Billy Apple® Life/Work
Billy Apple (born Barrie Bates in Auckland, 1935) is New Zealand’s most internationally significant living artist and a pioneer of pop and conceptual art.
At the Royal College of Art in London from 1959–62, Apple studied with key contemporaries – notably David Hockney – and staged one of the earliest solo exhibitions in the new ‘pop’ art after changing his name, in 1962, to ‘Billy Apple’. In 1964 he moved to New York. There, he worked as an art director, developed his art, exhibited extensively with leading artists (notably in the 1964 American Supermarket exhibition with Andy Warhol, Jasper Johns and others), and established one of the first alternative art spaces – ‘Apple’ – which hosted some of the new ephemeral activities that enlivened the New York scene in the 1970s. He returned to live in New Zealand in 1990 where he continues to produce his particular brand of conceptual art.
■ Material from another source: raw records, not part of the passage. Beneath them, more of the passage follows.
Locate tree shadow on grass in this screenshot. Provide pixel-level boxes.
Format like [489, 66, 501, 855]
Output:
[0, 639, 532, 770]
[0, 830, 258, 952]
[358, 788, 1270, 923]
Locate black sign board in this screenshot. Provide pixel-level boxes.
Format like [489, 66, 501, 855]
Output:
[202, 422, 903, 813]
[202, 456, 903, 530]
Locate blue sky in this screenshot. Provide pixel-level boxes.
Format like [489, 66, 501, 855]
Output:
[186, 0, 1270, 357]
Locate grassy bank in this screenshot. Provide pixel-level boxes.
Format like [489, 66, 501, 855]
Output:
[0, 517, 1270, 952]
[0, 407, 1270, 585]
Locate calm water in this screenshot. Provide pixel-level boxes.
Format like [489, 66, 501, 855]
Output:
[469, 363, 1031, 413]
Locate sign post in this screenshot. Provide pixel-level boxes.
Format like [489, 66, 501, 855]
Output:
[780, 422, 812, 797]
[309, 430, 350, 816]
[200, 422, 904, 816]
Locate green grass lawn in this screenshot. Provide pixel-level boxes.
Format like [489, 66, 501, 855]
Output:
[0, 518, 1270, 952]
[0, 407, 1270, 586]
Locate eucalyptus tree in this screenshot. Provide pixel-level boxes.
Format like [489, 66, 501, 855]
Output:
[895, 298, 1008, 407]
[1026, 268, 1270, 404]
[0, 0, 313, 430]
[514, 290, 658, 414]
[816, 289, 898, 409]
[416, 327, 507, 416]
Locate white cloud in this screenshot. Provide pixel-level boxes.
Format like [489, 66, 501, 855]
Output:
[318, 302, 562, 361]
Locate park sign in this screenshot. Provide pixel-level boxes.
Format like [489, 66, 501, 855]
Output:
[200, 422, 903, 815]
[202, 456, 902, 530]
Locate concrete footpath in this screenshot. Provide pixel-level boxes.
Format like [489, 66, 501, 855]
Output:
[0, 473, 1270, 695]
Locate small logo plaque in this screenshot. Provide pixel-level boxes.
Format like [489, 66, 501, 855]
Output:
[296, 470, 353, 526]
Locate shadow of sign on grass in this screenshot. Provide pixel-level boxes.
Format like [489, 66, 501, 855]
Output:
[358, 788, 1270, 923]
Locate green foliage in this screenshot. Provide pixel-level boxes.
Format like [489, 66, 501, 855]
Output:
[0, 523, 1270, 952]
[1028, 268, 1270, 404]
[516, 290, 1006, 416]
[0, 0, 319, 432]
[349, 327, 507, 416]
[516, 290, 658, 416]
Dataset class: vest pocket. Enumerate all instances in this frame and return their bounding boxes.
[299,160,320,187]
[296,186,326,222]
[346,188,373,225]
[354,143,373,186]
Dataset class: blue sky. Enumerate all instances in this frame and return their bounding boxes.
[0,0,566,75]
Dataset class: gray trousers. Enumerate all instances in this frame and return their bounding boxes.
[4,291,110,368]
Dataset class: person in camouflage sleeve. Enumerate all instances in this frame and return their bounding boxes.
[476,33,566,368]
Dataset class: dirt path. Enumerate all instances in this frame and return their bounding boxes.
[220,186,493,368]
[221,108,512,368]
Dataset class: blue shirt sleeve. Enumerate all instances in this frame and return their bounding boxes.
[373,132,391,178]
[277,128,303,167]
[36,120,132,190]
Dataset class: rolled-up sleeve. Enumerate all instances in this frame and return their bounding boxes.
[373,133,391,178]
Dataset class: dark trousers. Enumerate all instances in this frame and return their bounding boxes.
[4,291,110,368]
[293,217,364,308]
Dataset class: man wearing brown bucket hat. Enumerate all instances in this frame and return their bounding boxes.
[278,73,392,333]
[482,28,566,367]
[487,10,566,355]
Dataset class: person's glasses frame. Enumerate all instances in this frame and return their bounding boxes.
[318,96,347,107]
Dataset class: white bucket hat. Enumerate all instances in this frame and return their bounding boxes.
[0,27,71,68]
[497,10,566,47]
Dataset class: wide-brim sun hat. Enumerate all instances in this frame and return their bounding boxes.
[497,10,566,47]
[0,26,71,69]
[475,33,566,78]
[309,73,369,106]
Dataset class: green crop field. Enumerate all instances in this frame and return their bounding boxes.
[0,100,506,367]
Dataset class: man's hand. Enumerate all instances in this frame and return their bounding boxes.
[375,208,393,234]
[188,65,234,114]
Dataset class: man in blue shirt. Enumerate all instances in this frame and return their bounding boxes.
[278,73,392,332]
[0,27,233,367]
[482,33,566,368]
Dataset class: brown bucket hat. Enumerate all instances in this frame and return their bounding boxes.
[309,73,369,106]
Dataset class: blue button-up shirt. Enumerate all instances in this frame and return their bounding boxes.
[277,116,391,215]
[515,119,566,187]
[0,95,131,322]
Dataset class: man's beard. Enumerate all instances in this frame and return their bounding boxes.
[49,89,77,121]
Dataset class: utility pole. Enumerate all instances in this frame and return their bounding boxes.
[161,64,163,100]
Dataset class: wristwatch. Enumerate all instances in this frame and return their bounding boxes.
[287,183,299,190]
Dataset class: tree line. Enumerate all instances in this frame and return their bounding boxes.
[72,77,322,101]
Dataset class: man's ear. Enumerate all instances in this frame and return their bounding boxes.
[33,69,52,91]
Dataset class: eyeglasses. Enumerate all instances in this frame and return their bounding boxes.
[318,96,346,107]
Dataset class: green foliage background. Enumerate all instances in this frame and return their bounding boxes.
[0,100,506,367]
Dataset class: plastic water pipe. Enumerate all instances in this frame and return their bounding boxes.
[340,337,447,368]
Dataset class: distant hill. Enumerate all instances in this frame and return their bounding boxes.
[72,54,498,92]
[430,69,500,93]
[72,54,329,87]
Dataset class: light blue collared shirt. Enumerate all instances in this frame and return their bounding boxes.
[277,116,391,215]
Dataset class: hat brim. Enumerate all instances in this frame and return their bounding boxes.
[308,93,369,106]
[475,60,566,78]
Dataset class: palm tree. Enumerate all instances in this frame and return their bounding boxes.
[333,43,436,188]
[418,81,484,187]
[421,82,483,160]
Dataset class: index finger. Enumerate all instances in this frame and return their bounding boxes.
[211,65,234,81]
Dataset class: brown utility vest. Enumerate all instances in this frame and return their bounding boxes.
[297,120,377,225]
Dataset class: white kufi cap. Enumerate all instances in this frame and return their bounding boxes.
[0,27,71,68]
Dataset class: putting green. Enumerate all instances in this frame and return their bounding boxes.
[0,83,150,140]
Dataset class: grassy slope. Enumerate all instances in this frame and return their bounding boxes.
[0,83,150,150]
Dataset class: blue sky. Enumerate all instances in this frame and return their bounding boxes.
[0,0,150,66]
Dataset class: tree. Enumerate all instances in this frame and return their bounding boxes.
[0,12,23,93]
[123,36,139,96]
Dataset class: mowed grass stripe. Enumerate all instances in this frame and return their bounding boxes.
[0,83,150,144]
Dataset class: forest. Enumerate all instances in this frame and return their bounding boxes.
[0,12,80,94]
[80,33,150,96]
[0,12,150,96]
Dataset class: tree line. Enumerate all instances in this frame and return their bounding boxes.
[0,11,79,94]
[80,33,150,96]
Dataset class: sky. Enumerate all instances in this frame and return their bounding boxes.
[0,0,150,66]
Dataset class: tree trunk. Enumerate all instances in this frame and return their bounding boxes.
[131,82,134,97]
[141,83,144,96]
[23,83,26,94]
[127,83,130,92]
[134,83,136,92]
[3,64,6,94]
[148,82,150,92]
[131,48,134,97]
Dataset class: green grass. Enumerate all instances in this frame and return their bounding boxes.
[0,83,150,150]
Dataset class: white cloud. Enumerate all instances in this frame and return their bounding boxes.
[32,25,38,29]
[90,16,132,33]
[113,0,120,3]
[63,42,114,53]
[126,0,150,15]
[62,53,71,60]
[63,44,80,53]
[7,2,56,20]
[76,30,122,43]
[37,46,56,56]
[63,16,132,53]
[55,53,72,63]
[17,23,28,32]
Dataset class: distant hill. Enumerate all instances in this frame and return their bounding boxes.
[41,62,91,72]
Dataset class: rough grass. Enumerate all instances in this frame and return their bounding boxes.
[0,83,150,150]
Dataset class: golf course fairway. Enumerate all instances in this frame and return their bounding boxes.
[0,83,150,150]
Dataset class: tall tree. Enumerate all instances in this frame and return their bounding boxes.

Apple’s work is held in permanent collections from the Tate to the Philadelphia Museum of Art.
This is the first substantial book on Billy Apple’s career. Based on over a decade of research all over the world and unprecedented access to Apple’s own archive, Billy Apple®: Life/Work chronicles an extraordinary sixty-year career and the art scenes that have sustained it in London, New York and Auckland.
The book includes more than 200 illustrations in colour, with a generous selection of reproductions of Apple’s works as well as other illustrative material.